Si la question des stratégies à adopter divise, tous rappellent l’urgence à agir et le caractère exceptionnel de l’enjeu. «La situation est inacceptable. On sait que certaines mesures permettraient de limiter les problèmes climatiques et rien n’est fait, juge Maud, 16 ans, en 1ère S à Louis-le-Grand. C’est à nous, les jeunes, de pousser pour que ça bouge parce que c’est de notre futur dont il s’agit, ce dont personne n’a l’air de se rendre compte.»
Certains ont l’impression d’être nés avec l’écologie, mais d’autres avouent sans complexe n’être pleinement conscients des enjeux du dérèglement climatique que depuis peu. C’est le cas de Quentin, 16 ans, lycéen à Claude-Monet, dans le XIIIe arrondissement. «Je ne me sens vraiment concerné que depuis le début de cette année scolaire. Avec tous les rapports qui paraissent, les mauvaises nouvelles qui s’accumulent. Les insectes et les oiseaux qui disparaissent, tous ces poissons morts en Australie, les vagues de froid en Amérique du Nord… Ça nous montre que la planète court à sa fin et qu’il faut qu’on se bouge maintenant.»
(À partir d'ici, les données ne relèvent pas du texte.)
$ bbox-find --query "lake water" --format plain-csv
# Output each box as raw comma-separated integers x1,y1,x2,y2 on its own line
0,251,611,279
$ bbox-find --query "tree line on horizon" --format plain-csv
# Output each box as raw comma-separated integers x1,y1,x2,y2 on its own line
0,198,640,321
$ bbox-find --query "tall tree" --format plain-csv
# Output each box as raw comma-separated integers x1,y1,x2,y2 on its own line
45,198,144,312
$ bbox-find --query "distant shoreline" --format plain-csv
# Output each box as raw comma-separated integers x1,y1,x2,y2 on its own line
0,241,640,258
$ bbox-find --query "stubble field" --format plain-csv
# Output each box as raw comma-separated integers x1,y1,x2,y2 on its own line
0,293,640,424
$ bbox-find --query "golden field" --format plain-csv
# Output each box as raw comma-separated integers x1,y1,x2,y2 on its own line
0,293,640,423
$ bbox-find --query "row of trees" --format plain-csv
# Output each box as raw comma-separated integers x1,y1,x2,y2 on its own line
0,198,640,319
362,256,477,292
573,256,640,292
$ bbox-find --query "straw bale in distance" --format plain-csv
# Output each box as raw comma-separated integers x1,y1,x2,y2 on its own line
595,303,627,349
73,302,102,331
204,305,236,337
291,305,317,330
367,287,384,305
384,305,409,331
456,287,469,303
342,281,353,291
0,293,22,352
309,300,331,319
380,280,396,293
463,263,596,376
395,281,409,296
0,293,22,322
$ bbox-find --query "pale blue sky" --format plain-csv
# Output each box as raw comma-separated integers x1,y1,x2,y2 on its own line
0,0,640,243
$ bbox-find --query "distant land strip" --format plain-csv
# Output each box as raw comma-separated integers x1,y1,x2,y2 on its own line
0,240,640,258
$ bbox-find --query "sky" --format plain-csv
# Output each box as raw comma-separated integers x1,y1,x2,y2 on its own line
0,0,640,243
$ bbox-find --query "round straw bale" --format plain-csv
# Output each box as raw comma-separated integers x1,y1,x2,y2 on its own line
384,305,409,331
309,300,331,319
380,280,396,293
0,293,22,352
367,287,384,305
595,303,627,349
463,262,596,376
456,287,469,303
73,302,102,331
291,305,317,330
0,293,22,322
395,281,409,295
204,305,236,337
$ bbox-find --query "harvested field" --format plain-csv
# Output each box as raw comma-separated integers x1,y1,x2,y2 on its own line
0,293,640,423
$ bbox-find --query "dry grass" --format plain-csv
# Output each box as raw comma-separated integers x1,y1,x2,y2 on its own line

Alice, 19 ans, qui se dit pourtant sensibilisée à ces questions depuis plusieurs années, sent, elle aussi, l’urgence monter. «On a de plus en plus peur. Aujourd’hui j’en suis à un point où je ne veux plus avoir d’enfants parce que je ne veux pas qu’ils vivent dans un monde sans futur.» Un peu plus loin une pancarte brandie vers les fenêtres du ministère rappelle : «55 degrés en 2050 ? Vous serez morts. Pas nous.»